0x0000000010000db8 <+0>: ld r2,-8(r12) 0x0000000010000dbc <+4>: add r2,r2,r12 => 0x0000000010000dc0 <+8>: bl 0x10000dc4 0x0000000010000dc4 <+12>: mflr r6

So, we have a bl instruction jumping to another bl instruction, which will immediately overwrite the link register from the first call. After that, the application fails.

As before, reverting 883332301 fixes the bug.

llvmbot commented 6 years ago

Second question:

The code sequence

    bl .L0$pb

.L0$pb: ld 4, .LC0@toc@l(3)

loads the link register with the address of the ld instruction.

The code sequence

    bltlr

branches to the link register if the condition is less than. The link register that is 4 instructions previous. This forms a conditional loop.

If we look at the body of the loop, there are no instructions that can change the condition, so if it is less than, it will always be less than in future iterations.

First question:

I am not sure if this bug was fixed after release 4.0. It is possible.

nemanjai commented 6 years ago

Does this still reproduce for you on ToT? I can't seem to reproduce it. In fact, there is no jump table in the produced assembly for the switch.

Furthermore, I'm not sure I really understand what the claimed problem is/was. Was it that the contents of the link register are incorrect so the bltlr branches to the wrong place? Or was it that the branch wasn't taken when it should have been and then we loop forever in the loop within the test case? Or something entirely different?

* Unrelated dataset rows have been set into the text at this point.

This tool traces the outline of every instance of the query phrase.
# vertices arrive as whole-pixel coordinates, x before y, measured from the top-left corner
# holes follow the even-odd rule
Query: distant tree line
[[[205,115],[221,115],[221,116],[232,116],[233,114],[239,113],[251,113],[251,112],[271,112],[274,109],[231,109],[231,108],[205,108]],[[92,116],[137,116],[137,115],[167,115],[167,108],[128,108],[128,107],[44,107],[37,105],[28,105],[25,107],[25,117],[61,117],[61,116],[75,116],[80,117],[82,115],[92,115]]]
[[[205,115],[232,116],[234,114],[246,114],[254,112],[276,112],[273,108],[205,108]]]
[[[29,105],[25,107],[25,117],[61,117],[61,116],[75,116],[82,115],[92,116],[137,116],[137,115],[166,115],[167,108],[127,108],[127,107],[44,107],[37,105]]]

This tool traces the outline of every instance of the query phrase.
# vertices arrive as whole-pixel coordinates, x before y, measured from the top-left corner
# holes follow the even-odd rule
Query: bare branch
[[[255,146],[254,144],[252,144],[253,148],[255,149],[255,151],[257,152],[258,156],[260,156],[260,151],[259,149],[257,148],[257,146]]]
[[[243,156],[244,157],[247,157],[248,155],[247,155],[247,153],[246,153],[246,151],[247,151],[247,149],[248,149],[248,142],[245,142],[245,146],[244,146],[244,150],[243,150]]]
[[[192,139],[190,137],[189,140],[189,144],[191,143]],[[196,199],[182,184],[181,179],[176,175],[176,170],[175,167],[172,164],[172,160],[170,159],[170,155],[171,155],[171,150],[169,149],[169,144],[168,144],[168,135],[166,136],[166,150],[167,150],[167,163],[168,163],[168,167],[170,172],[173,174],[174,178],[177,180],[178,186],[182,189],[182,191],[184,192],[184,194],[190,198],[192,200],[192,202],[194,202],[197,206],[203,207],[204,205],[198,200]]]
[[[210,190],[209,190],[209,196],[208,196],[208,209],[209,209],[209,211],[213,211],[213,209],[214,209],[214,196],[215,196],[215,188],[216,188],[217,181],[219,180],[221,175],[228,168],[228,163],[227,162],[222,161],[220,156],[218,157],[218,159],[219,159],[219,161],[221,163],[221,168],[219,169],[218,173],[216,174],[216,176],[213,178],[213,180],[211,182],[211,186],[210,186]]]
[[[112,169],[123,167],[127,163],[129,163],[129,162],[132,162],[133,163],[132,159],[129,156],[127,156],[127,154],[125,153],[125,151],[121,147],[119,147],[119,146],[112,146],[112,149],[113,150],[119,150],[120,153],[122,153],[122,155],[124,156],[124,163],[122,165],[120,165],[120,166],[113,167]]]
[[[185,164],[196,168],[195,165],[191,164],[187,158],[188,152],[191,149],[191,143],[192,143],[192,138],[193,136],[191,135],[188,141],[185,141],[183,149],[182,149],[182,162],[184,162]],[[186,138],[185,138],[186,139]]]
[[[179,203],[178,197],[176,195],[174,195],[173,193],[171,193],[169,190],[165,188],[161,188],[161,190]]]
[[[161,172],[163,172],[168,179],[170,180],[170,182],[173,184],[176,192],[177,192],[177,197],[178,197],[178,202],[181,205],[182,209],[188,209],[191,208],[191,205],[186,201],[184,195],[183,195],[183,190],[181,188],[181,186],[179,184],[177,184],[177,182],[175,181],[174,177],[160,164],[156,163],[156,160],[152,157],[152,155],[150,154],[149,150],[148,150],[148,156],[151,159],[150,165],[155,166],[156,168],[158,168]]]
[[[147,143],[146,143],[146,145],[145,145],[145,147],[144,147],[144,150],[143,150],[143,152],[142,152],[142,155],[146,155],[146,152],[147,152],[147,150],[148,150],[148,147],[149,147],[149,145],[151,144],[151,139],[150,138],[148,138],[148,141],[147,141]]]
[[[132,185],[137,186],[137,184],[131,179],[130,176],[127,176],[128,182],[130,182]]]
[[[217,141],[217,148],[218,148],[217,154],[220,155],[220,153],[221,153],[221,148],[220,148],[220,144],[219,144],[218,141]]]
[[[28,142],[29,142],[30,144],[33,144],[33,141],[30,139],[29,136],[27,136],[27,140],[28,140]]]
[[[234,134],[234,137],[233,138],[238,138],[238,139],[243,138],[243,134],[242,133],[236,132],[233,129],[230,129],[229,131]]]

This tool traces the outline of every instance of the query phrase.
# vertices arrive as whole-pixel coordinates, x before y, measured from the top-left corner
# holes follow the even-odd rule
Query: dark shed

llvmbot commented 7 years ago

% llc --version LLVM (http://llvm.org/): LLVM version 4.0.1 DEBUG build with assertions. Default target: powerpc64le-unknown-linux-gnu Host CPU: pwr8

Registered Targets: ppc32 - PowerPC 32 ppc64 - PowerPC 64 ppc64le - PowerPC 64 LE

llvmbot commented 7 years ago

By the way, the test provided is executable. When assembled and linked, the a.out file will run forever.

llvmbot commented 7 years ago

It's right at the top of the function. It is after the basic block #​0 comment. So, replace "in the prologue" with "immediately after the prologue".

.Lfunc_toc0: # @​z0042 .quad .TOC.-.Lfunc_gep0 z0042: .Lfunc_begin0: .Lfunc_gep0: ld 2, .Lfunc_toc0-.Lfunc_gep0(12) add 2, 2, 12 .Lfunc_lep0: .localentry z0042, .Lfunc_lep0-.Lfunc_gep0

BB#0: # %L.entry

    addis 3, 2, .LC0@toc@ha
    bl .L0$pb

.L0$pb:

jsonn commented 7 years ago

Well, is it looping in the prologue or really in the epilogue? I don't understand how it could do the former, but there might be a clobber issue for the latter.

hfinkel commented 7 years ago

FYI: r287059 - Always use relative jump table encodings on PowerPC64.

llvmbot commented 7 years ago

assigned to @nemanjai

nemanjai commented 2 years ago

This has long since been fixed. I'm not sure why I never closed the issue/bug.